1999年にポーラ化成工業によって報告されたカリウムセッケンの皮膚吸着性検証によると、

皮脂由来スクワレンと角層細胞由来脂質であるコレステロールエステルおよびコレステロールの比率が72:14:14のモデル皮脂を濃度0.5%に調整した各カリウムセッケン洗浄液300mLで5分,15分および30分間洗浄し、30分後に残存した脂肪酸(洗浄に使用したものと同じ脂肪酸)の量を測定したところ、以下のグラフのように、

脂肪酸セッケンによる皮膚洗浄後に残存吸着した脂肪酸量の比較

ラウリン酸およびミリスチン酸で洗浄した場合は、使用した脂肪酸と同じ脂肪酸量が洗浄時間とともに増加したことから、明らかに皮膚吸着を示していると考えられた。

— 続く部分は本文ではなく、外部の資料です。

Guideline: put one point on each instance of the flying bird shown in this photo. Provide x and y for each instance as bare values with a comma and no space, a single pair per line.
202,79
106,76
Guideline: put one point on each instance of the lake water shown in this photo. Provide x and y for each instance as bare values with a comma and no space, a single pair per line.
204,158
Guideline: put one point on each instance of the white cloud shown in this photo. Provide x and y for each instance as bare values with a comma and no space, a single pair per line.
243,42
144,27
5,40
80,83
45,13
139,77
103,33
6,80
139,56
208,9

一方で、パルミチン酸およびステアリン酸は残存量が非常に少なく、洗浄時間とともに減少しており、皮膚吸着していないものと考えられた。

このような検証結果が明らかにされており[14a]、ラウリン酸のカリウムセッケンは皮膚吸着性が認められています。

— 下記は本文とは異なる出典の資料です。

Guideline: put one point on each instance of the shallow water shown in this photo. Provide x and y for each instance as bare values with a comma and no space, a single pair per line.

ラウリン酸のカリウムセッケンは、カリウムセッケンの中ではかさつき感やつっぱり感を感じる可能性があると考えられますが、優れた洗浄性および起泡性の観点からコンセプトや処方上においてラウリン酸カリウムセッケンが欠かせない場合もあり、そういった場合ではコレステロールを併用することによってラウリン酸の皮膚吸着率が約40%減少することが報告されているため[14b]、ラウリン酸と一緒にコレステロールが併用されている場合は、皮膚吸着を抑制する目的である可能性が考えられます。

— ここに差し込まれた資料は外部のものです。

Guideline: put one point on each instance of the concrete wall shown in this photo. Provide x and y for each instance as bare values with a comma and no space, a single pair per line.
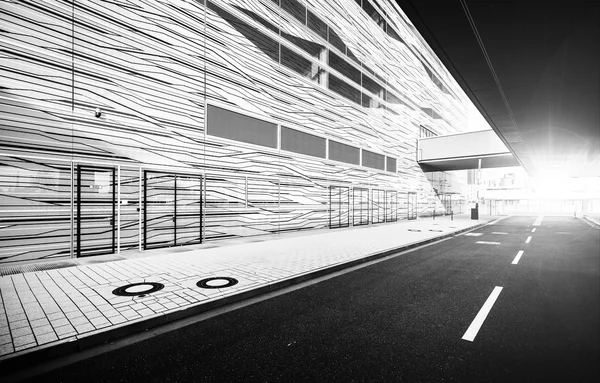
152,68
469,144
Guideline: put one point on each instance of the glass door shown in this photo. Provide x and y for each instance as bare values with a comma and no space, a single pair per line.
172,209
412,205
339,207
96,207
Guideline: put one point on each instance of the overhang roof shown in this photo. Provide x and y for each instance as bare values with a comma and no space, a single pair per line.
538,83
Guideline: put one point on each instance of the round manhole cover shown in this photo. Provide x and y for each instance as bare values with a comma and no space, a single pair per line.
138,289
216,282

また、洗顔時のすすぎ時間や回数が少なければ、皮膚上に残る界面活性剤量は多くなり、皮膚上のpHも一時的に高くなりますが、洗顔前に水で素洗いし、なおかつよく泡立てて使用することで、すすぎ後の皮膚pHは洗顔前の値に戻り、界面活性剤の皮膚吸着が抑制できることが明らかにされています[15]

6. 参考文献

  1. 日本化粧品工業連合会(2013)「ラウリン酸K」日本化粧品成分表示名称事典 第3版,1030.
  2. 藤本 武彦(2007)「アニオン界面活性剤」界面活性剤入門,75-111.
  3. abcd藤井 徹也(1995)「石けん小史」洗う -その文化と石けん・洗剤,19-31.
  4. ab井出 袈裟市, 他(1990)「セッケン」新版 脂肪酸化学 第2版,106-129.
  5. 日光ケミカルズ株式会社(2006)「脂肪酸塩」新化粧品原料ハンドブックⅡ,174-176.
  6. 藤井 徹也(1995)「石けんの科学」洗う -その文化と石けん・洗剤,31-39.
  7. 田村 健夫・廣田 博(2001)「石けん」香粧品科学 理論と実際 第4版,336-348.
  8. Luis Mauri, 他(1958)「起ホウ力の評価」油化学(27)(5),104-106. DOI:10.5650/jos1956.7.104.
  9. 大矢 勝・皆川 基(1989)「衣類の泡沫洗浄に関する研究」繊維製品消費科学(30)(2),87-93. DOI:10.11419/senshoshi1960.30.87.
  10. 橋本 文章, 他(1989)「界面活性剤の皮膚への吸着性と洗顔料による選択洗浄性」日本化粧品技術者会誌(23)(2),126-133. DOI:10.5107/sccj.23.126.
  11. Leroy D. Edwards(1939)「The pharmacology of SOAPS」Journal of the American Pharmaceutical Association(28)(4),209-215. DOI:10.1002/jps.3080280404.
  12. 奥村 秀信(1998)「皮膚刺激感(痛み)について」日皮協ジャーナル(39),78-82.
  13. 岩本 行信(1972)「セッケン」油化学(21)(10),699-704. DOI:10.5650/jos1956.21.699.
  14. ab酒井 裕二(1999)「理想的な洗顏料の開発」日本化粧品技術者会誌(33)(2),109-118. DOI:10.5107/sccj.33.2_109.
  15. 高橋きよみ・村松宜江(1996)「肌トラブルを未然に防ぐ洗顔法について」第38回SCCJ研究討論会講演要旨集,44-47.